Straight away, you know Casino Royale is not comic book Bond. Grainy black and white, shadowy figures at shadowy purposes in shadowy offices. Bond makes his bones. Then, more bones.
The opening titles: Generally, I'm against dudes singing over the titles, although the third best Bond theme song (Live and Let Die) is sung by a dude. Not a bad tune, and not enough to spoil the afterglow of that great opening sequence. Also: there are no somersaulting silhouettes of naked women during the titles, in fact no women at all. I can certainly understand wanting to move the films away from the misogyny of the 60s and 70s (and, okay, 80s...and sort of the 90s, too) Bond films, but dammit Maurice Binder's title sequences are art, man!

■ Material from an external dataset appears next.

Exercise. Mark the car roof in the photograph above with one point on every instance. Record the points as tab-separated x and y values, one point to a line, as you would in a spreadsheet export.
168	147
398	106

The lack of women swinging on the barrels of guns was a tip to what was coming. The filmmakers very overtly made Bond the object of examination throughout the movie. Rather than wolfishly ogling women, this Bond is ogled by everyone else. He gets caught on camera invading an embassy, causing a scandal. He emerges from the surf in clear reference to Ursula Andress's iconic entrance in Dr. No, after which he is checked out by a couple of ladies on the beach. References are made to his "perfect ass" and his "keeping fit." He plays poker, a game in which constantly evaluating and re-evaluating your opponent's appearance and behaviour is central. And, obviously, Bond's performance as a new double-O is being appraised by M and MI6 just as Daniel Craig's performance is being appraised by the audience. Appropriately, the film ends with Bond sniping his enemy: Now Bond is the one doing the watching. Ba-nah-BANAHH-ba-na-nahhhh!
Also, if you haven't heard, Bond is brutally sexually violated in the film. I dearly hope never to have to find out how long it takes one to recover from getting one's testicles repeatedly meteor-hammered, but I'm going to guess that one wouldn't be up and at it within a few days, as it seemed Bond was.
The gambling: They changed Baccarat into No-Limit Texas Hold 'Em, which I suppose is not unrealistic, considering how popular Hold 'Em has become in European casinos, but I thought it unnecessary. It never really bothered me that I didn't know the exact rules to Baccarat, as I was able to follow the gambling just fine. (Having Giancarlo Giannini off to the side explaining the game to Vesper/the audience was annoying.) And "Baccarat" just sounds cooler than "No-Limit Texas Hold 'Em." Hold 'Em is a game I play on Saturday nights with my buddies. Baccarat is played in exotic locations by people wearing clothes that cost as much as my education.
The action sequences were great. The chase through the construction site was a triumph of design and editing, though the fact that Bond's quarry seemed to be some sort of simian-mutant-acrobat really pushed my suspension-of-disbelief envelope. Did it break? No.
Jeffrey Wright was so perfect for Felix Lighter that it took me a few minutes to realize, oh yeah, hey, that's Jeffrey Wright as Felix Lighter. Hope he sticks around.
The romantic dialogue was pretty bad, at times very bad, but I suppose this is part of Bond becoming Bond. He hasn't quite developed the Bond persona, he's still putting on his idea of a swinging sophisticate, still trying to weave snatches of romantic dialogue into the suave veneer that will enable him to effortlessly seduce women, still trying to achieve the level of near-sociopathic detachment that will enable him to casually dispose of them. I won't be disappointed if the sequels don't go this latter route, but I can see the argument for it being essential to the character. The story stresses that Bond still suffers from some measure of empathy, which I guess the end of the movie represents his having overcome with the blessed arrival of Monty Norman's theme, which had until then only been hinted at in the score.
Though Casino Royale 2006 brings the character back closer to his roots in the spy genre, the influence of Indiana Jones, which is what turned the films from near-parodies in the late-70s to outright actioners in the 80s and 90s, is obviously still there. Bond takes a huge licking and keeps on ticking, although the fact that he's back at the poker table moments afterward, cuts cleaned, tie perfectly tied, wearing a shirt even whiter than the one previous, instead of falling asleep under some train tracks or in an opium den, is what makes him Bond. Keeping up appearances, you know. Making the scene. Got it. It's not that I don't like action movies, I do and I consider them as artistically legitimate as any other film genre, let's just say that I like my Bond sneaking into secret facilities and garroting people more than I like him being dragged behind trucks.
Bottom line: A great time at the movies, and a very strong entry in the series, probably among my top 5 Bond films. That's pretty impressive, considering this movie had no Q. (Since it's a reboot, how about Brian Cox? Ian Holm?)